I’m working on an automatic summarization system in my C++ class and have a question regarding one of the ASCII comparisons I’m doing. Here’s the code:
char ch;
string sentence;
pair<char, char> sentenceCheck;
int counter = 0;
while (!ifs2.eof())
{
ch = ifs2.get();
ch = tolower(ch);
if (ch == 13)
ch = ifs2.get();
if (ch != 10 && ch != '?' && ch != '!' && ch != '.')
sentence += ch;
sentenceCheck.first = sentenceCheck.second;
sentenceCheck.second = ch;
cout << sentenceCheck.first << "-" << (int)sentenceCheck.first << " ---- " << sentenceCheck.second << "-" << (int)sentenceCheck.second << endl;
if(sentenceCheck.second == ' ' || sentenceCheck.second == 10 || sentenceCheck.second == -1)
{
if(sentenceCheck.first == '?' || sentenceCheck.first == '!' || sentenceCheck.first == '.')
{
istringstream s(sentence);
while(s >> wordInSentence)
{
sentenceWordMap.insert(pair<string, int>(wordInSentence, 0));
}
//sentenceList.push_back(pair<string, int>(sentence, 0));
sentence.clear();
}
}
}
What is being done here (with the two if statements) is checking whether a new sentence has begun in the text that is to be analyzed and dealt with later.
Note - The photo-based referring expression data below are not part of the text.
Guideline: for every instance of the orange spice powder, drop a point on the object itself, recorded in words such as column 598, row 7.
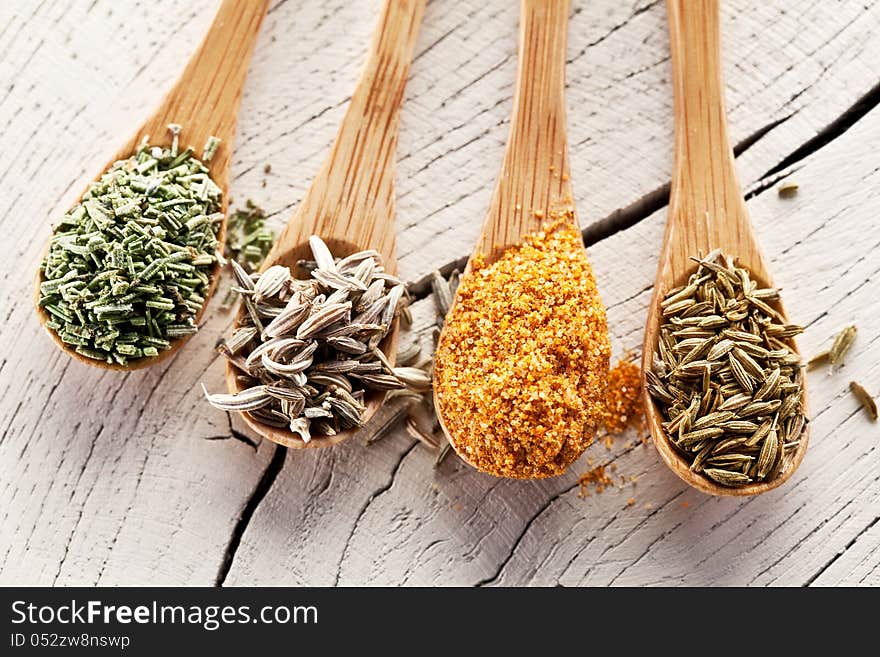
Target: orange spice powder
column 522, row 364
column 623, row 407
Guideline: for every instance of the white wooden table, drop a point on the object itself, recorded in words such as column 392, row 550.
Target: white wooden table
column 111, row 478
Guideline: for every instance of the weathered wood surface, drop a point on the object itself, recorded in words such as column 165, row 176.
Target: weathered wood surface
column 115, row 478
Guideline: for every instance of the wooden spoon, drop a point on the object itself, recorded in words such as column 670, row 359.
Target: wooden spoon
column 204, row 101
column 534, row 177
column 706, row 206
column 350, row 204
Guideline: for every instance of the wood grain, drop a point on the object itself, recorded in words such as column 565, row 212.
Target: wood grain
column 707, row 210
column 204, row 101
column 350, row 204
column 535, row 176
column 133, row 479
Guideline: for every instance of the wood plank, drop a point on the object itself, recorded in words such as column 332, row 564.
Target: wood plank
column 457, row 526
column 109, row 478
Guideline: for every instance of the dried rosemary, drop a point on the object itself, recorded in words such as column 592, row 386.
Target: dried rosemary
column 725, row 377
column 128, row 266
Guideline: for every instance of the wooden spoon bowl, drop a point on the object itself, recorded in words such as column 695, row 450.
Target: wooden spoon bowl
column 204, row 101
column 534, row 179
column 707, row 210
column 350, row 204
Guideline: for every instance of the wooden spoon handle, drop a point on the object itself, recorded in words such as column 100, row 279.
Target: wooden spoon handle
column 707, row 209
column 206, row 97
column 352, row 198
column 535, row 173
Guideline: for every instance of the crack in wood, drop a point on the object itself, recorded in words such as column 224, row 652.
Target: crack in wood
column 276, row 464
column 620, row 220
column 837, row 556
column 490, row 580
column 830, row 132
column 375, row 494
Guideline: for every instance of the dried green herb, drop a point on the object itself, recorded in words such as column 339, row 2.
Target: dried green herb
column 129, row 266
column 248, row 239
column 787, row 189
column 727, row 382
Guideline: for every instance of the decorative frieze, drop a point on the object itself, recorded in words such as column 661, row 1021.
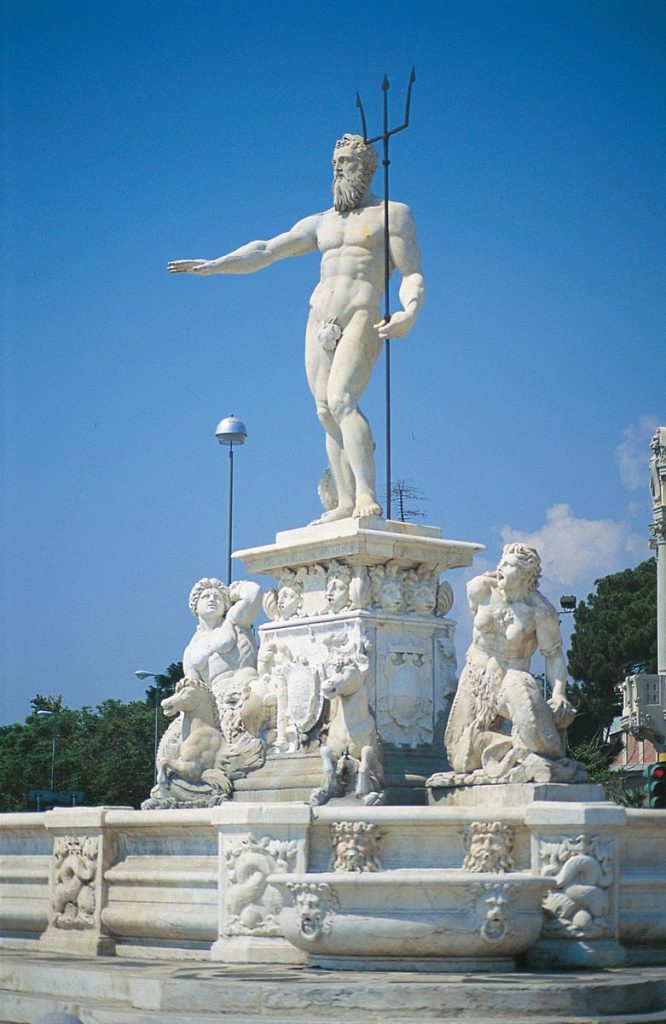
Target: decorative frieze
column 315, row 904
column 75, row 870
column 252, row 905
column 334, row 586
column 583, row 871
column 494, row 909
column 489, row 847
column 356, row 846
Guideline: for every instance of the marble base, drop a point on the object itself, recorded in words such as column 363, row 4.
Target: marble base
column 434, row 965
column 114, row 991
column 515, row 794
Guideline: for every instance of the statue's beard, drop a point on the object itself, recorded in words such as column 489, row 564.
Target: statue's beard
column 347, row 194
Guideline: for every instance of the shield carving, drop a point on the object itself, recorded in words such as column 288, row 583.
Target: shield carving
column 304, row 699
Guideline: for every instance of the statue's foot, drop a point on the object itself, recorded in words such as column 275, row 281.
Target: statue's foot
column 340, row 512
column 366, row 506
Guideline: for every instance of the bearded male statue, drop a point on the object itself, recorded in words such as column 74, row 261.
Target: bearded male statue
column 344, row 331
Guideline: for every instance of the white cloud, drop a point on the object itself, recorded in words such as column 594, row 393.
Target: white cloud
column 633, row 452
column 578, row 551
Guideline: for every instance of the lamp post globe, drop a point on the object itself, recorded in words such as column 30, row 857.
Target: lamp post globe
column 144, row 674
column 231, row 431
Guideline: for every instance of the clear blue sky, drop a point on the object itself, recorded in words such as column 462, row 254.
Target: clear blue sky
column 524, row 398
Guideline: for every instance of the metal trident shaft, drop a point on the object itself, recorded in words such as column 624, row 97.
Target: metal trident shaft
column 385, row 136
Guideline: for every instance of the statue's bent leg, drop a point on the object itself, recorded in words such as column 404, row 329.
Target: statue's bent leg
column 464, row 740
column 318, row 368
column 352, row 364
column 534, row 727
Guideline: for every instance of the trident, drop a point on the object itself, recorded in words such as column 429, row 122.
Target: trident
column 385, row 136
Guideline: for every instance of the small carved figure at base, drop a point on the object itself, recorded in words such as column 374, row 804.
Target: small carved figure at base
column 208, row 744
column 350, row 757
column 511, row 621
column 348, row 779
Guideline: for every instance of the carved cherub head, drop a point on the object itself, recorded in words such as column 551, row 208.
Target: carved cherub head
column 290, row 595
column 209, row 599
column 518, row 562
column 337, row 587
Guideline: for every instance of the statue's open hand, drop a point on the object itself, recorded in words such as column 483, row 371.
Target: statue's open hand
column 188, row 266
column 398, row 326
column 563, row 712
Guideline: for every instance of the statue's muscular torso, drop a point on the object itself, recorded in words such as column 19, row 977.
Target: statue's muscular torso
column 352, row 260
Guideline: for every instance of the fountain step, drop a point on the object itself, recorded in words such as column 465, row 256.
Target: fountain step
column 112, row 990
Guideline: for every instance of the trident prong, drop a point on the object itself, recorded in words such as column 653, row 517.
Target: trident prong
column 384, row 137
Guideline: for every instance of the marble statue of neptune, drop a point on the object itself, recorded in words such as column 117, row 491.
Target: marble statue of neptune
column 344, row 331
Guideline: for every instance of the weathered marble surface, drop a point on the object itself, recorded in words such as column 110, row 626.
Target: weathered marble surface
column 511, row 621
column 159, row 992
column 361, row 599
column 208, row 743
column 200, row 883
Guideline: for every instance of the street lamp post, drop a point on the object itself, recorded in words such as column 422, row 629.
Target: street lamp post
column 231, row 431
column 52, row 716
column 142, row 674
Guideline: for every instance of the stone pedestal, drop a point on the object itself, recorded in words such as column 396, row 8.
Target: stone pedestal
column 374, row 585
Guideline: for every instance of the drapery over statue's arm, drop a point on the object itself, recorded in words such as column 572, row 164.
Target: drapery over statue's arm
column 406, row 258
column 549, row 639
column 299, row 240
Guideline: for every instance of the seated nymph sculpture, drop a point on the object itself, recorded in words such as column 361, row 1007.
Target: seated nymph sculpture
column 209, row 743
column 511, row 620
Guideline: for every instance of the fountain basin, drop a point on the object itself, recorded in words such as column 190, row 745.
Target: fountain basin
column 442, row 920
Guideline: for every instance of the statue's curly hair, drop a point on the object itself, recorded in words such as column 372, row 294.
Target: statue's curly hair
column 367, row 153
column 208, row 583
column 528, row 559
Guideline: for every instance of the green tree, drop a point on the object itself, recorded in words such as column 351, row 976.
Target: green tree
column 106, row 752
column 615, row 634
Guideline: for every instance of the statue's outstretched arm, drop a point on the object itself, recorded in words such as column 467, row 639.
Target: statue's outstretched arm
column 549, row 639
column 406, row 258
column 246, row 602
column 255, row 255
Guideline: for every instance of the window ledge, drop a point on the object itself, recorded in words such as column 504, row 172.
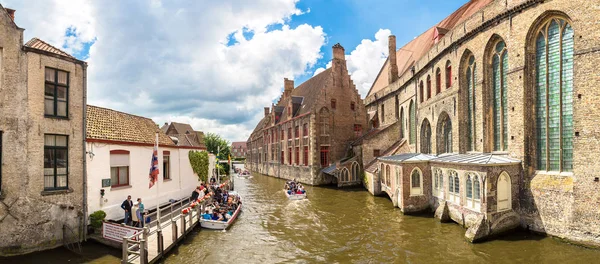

The conditionals work but only because we discovered that we have to check for that -1 as well. Any ideas what that represents?
As an ASCII character -1 doesn’t represent anything (which is to say -1 is not a valid ASCII value). As the return value from get() it means that the read operation failed – most likely due to the end of file being reached.
Note that the eof() function doesn’t return true if the next call to get will fail because of the end of file being reached – it returns true if the previous call to get failed because of the end of file being reached.